Description
There's something with the .net version of the worker app that causes it to randomly not connect to db or redis on startup, which results in a crash. Over the last year I've had thousands of students use this app to learn docker and swarm, and one of the most common issues is this worker failing on startup. It happens on all modern docker versions, across platforms, and there is no common theme to why it doesn't work.
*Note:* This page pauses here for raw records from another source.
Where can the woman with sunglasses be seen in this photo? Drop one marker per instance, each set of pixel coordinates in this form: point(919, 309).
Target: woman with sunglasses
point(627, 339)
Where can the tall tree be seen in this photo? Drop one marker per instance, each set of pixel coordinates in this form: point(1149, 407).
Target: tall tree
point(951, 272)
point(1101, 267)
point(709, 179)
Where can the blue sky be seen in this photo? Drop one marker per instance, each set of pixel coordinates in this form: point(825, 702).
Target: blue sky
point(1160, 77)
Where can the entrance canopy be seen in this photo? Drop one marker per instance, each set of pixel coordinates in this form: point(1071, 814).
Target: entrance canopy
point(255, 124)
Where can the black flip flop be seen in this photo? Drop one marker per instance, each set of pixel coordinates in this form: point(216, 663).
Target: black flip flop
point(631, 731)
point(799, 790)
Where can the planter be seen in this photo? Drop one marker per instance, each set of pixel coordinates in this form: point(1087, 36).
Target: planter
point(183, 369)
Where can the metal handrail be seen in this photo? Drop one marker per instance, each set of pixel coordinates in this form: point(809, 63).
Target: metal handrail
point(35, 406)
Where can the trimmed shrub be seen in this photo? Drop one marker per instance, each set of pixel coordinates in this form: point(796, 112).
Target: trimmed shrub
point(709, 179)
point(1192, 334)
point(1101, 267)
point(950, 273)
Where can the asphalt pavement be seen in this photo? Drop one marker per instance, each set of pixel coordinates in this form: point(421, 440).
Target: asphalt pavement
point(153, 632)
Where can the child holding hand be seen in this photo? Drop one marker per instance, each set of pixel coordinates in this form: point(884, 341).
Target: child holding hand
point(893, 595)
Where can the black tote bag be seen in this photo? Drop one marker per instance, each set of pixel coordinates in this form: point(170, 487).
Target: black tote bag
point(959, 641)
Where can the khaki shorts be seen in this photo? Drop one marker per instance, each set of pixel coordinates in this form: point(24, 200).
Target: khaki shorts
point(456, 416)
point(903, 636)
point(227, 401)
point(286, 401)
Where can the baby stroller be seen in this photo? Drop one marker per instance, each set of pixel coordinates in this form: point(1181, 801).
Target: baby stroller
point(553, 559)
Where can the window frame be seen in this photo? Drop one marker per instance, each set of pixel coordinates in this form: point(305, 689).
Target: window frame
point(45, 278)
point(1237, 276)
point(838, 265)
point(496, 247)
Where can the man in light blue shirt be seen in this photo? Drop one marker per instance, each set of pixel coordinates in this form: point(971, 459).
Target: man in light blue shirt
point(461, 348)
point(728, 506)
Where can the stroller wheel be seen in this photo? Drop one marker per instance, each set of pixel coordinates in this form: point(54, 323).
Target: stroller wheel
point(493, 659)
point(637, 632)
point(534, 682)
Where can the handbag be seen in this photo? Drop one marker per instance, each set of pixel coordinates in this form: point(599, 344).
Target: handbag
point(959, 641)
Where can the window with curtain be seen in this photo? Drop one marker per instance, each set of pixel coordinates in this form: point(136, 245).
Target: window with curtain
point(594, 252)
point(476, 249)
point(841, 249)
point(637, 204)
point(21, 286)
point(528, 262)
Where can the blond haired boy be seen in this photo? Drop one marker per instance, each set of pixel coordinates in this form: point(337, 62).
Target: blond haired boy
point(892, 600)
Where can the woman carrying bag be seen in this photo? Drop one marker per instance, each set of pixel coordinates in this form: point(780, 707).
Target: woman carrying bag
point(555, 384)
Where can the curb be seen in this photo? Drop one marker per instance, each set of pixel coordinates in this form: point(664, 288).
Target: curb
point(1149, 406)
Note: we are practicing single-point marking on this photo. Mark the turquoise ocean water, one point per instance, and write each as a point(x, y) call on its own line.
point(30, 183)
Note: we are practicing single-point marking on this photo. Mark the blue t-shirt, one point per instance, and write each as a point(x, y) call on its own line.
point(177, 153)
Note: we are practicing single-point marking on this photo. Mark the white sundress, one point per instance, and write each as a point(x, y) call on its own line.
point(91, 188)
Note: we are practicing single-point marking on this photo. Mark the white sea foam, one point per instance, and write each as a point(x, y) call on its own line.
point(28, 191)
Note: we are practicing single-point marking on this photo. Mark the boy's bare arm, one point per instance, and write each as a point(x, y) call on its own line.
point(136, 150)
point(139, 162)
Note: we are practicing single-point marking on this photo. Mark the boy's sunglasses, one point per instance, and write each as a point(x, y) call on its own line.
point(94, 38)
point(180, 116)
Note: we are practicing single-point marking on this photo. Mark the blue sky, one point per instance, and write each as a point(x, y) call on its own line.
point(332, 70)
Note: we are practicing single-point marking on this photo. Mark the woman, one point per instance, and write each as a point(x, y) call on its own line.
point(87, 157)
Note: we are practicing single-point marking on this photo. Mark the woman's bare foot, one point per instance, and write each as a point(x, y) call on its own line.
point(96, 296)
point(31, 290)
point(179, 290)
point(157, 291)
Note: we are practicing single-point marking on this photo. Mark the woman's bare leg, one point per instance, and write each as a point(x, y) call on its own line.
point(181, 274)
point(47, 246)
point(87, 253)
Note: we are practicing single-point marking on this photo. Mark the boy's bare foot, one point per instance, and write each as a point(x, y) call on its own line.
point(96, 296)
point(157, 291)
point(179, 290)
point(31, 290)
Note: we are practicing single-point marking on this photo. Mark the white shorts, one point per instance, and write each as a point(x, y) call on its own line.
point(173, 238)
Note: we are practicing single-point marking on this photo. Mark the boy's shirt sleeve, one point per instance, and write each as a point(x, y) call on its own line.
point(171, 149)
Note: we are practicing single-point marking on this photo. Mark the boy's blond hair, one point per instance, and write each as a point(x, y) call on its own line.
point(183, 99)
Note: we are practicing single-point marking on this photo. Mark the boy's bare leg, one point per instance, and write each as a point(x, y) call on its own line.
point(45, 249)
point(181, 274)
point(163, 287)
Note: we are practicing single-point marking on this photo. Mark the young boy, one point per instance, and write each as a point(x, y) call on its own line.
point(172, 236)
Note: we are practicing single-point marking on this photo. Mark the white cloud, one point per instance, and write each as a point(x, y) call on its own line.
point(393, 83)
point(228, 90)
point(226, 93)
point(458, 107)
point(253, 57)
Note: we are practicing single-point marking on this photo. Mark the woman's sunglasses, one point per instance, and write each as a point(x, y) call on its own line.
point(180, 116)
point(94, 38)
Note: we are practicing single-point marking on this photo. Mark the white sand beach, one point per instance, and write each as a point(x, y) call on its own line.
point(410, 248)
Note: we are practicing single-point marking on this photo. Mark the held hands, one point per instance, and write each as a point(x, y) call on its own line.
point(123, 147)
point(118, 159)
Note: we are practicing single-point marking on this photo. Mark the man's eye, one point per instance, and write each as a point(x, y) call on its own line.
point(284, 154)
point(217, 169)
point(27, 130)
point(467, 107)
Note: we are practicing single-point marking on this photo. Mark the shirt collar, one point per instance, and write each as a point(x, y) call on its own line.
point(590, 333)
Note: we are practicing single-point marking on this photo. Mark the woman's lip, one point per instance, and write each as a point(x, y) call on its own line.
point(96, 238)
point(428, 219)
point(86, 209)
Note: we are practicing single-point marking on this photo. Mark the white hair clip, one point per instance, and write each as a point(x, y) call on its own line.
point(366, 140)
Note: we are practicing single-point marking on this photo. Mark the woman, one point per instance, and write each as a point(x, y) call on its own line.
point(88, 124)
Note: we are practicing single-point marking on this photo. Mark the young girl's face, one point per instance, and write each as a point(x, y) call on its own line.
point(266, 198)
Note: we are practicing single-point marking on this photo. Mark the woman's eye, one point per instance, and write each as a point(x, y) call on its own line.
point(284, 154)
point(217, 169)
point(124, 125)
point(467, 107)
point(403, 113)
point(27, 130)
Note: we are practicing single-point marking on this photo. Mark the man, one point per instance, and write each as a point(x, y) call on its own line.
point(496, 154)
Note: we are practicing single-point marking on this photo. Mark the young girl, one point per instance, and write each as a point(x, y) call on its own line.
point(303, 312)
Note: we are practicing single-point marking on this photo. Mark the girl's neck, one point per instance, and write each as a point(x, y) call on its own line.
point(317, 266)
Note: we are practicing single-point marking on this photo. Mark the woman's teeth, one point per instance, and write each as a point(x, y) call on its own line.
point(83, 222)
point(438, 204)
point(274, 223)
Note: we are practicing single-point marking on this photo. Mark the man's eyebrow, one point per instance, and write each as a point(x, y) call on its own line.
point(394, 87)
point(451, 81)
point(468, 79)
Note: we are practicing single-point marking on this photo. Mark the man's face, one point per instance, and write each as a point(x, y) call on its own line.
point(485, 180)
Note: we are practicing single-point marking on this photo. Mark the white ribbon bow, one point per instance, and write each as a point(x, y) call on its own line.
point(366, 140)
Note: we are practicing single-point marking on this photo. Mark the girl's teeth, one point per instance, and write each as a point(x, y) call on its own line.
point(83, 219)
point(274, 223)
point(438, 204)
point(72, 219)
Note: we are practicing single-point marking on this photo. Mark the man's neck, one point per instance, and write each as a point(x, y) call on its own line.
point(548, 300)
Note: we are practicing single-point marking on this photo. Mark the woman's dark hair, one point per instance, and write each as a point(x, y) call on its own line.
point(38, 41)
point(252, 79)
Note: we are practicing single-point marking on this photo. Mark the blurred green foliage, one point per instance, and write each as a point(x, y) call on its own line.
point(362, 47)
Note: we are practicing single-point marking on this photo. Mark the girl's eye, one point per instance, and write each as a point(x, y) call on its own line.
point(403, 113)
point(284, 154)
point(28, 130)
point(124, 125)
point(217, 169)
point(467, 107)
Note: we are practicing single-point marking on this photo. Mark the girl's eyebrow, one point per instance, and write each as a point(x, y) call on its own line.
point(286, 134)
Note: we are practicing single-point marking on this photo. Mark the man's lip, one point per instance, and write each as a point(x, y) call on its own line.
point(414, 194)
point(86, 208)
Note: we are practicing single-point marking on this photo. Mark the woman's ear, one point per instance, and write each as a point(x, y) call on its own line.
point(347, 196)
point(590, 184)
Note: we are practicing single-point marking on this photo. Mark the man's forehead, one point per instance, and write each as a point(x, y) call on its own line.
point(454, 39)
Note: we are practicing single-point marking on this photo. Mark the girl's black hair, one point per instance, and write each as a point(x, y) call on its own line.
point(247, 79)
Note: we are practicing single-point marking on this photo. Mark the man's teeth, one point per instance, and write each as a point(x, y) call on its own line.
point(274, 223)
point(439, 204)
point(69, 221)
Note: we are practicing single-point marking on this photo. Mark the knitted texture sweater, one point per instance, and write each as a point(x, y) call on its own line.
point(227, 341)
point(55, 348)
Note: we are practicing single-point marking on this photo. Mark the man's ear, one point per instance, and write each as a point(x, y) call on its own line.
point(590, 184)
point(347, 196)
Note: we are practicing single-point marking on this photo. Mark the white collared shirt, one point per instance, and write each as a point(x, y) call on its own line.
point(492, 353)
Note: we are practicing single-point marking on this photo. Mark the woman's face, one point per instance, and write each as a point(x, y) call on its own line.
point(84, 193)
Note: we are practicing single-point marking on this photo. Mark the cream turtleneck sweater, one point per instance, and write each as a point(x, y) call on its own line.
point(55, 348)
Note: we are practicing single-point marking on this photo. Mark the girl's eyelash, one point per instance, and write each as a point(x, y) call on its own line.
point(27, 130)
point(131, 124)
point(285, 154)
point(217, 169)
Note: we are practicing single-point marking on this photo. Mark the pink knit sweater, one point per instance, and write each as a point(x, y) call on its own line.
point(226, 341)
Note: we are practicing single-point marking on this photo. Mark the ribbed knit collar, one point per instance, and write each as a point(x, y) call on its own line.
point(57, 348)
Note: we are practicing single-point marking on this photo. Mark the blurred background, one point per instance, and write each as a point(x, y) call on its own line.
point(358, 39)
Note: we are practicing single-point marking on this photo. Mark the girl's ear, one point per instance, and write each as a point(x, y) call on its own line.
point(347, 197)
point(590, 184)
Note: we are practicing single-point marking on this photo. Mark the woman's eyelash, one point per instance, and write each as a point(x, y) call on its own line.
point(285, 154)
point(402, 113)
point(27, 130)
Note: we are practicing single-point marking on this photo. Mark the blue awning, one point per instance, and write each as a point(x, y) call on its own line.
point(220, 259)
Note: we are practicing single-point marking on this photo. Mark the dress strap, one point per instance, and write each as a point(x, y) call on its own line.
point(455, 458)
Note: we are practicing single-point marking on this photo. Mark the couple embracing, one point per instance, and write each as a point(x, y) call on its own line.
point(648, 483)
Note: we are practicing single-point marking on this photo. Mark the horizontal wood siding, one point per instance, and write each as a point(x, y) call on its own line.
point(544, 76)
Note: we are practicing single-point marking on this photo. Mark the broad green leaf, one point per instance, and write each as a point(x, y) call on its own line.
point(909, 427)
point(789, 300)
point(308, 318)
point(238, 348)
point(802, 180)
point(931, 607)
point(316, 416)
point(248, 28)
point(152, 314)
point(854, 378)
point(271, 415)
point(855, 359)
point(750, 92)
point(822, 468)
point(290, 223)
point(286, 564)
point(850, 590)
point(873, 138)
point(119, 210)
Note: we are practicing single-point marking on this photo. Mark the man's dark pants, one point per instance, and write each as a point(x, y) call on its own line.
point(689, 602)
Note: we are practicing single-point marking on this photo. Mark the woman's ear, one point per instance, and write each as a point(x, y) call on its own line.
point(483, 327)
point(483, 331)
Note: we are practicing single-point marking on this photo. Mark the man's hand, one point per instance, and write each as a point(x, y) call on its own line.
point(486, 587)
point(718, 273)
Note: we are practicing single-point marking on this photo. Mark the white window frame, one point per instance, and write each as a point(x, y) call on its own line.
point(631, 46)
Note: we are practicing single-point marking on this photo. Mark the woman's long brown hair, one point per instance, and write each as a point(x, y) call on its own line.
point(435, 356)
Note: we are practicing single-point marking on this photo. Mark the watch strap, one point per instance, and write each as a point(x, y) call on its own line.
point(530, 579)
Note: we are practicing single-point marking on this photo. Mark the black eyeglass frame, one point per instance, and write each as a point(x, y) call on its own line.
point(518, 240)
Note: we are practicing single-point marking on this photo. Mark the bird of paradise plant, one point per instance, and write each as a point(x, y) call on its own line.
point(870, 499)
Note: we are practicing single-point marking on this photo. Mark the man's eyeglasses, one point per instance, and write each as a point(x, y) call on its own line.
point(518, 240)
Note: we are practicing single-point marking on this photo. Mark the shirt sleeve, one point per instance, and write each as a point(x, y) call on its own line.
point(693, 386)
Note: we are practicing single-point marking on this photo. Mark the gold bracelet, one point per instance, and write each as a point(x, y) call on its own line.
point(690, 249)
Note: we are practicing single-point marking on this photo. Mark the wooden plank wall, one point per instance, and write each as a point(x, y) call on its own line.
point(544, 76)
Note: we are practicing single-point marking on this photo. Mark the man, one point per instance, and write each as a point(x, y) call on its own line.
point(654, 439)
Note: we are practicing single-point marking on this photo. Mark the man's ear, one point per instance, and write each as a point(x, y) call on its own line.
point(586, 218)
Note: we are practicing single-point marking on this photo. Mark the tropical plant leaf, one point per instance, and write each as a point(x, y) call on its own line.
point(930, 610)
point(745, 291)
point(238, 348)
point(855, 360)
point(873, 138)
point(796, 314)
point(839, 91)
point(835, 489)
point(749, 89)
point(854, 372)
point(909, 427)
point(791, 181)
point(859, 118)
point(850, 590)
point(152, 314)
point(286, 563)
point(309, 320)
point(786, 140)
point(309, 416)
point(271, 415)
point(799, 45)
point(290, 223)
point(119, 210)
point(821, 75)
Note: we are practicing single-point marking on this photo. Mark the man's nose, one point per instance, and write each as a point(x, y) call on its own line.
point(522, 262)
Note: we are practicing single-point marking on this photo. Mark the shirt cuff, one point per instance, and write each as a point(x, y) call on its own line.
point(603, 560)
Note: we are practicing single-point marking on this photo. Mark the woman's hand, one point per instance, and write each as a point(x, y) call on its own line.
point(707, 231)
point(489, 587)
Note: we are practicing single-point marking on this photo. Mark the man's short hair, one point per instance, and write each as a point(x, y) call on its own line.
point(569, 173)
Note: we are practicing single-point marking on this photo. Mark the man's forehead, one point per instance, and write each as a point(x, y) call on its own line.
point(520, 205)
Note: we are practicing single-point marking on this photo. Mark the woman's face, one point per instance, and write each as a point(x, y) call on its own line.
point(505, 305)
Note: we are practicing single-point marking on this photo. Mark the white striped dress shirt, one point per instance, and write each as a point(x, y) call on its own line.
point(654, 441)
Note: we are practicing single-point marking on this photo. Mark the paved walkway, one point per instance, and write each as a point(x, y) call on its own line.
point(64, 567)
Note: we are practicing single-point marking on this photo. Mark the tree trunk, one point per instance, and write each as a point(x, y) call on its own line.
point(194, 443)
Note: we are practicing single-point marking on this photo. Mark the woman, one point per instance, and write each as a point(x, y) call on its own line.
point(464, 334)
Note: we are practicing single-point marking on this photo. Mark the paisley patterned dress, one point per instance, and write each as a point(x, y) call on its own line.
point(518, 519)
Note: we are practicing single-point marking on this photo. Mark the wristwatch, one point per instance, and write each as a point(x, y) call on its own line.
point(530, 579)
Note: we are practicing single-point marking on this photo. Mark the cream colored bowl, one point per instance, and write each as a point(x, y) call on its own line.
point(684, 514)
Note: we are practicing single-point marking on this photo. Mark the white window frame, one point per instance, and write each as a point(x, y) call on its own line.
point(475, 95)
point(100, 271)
Today in testing, we killed the broken service, which was re-creating the task over and over and it was failing, and once the service was recreated, and it worked... with no changes in how we created it. See log below for typical behavior. The stack trace tells you it can't resolve something, but doesn't show what it can't look up, so I can't tell what it thinks the problem is. From all the cases I've seen and testing I've done, it's not related to other services being down or general network issues.
This also happens for Kubernetes, as seen by other issues reported in this repo.
Hundreds of people have reported this problem to me, and deploying the java version fixes the issue.
Workaround
Deploy the java version of the worker, which I have build here: bretfisher/examplevotingapp_worker:java
Steps to reproduce the issue, if relevant:
In swarm:
- deploy all voting app services except worker. Ensure they work as they should.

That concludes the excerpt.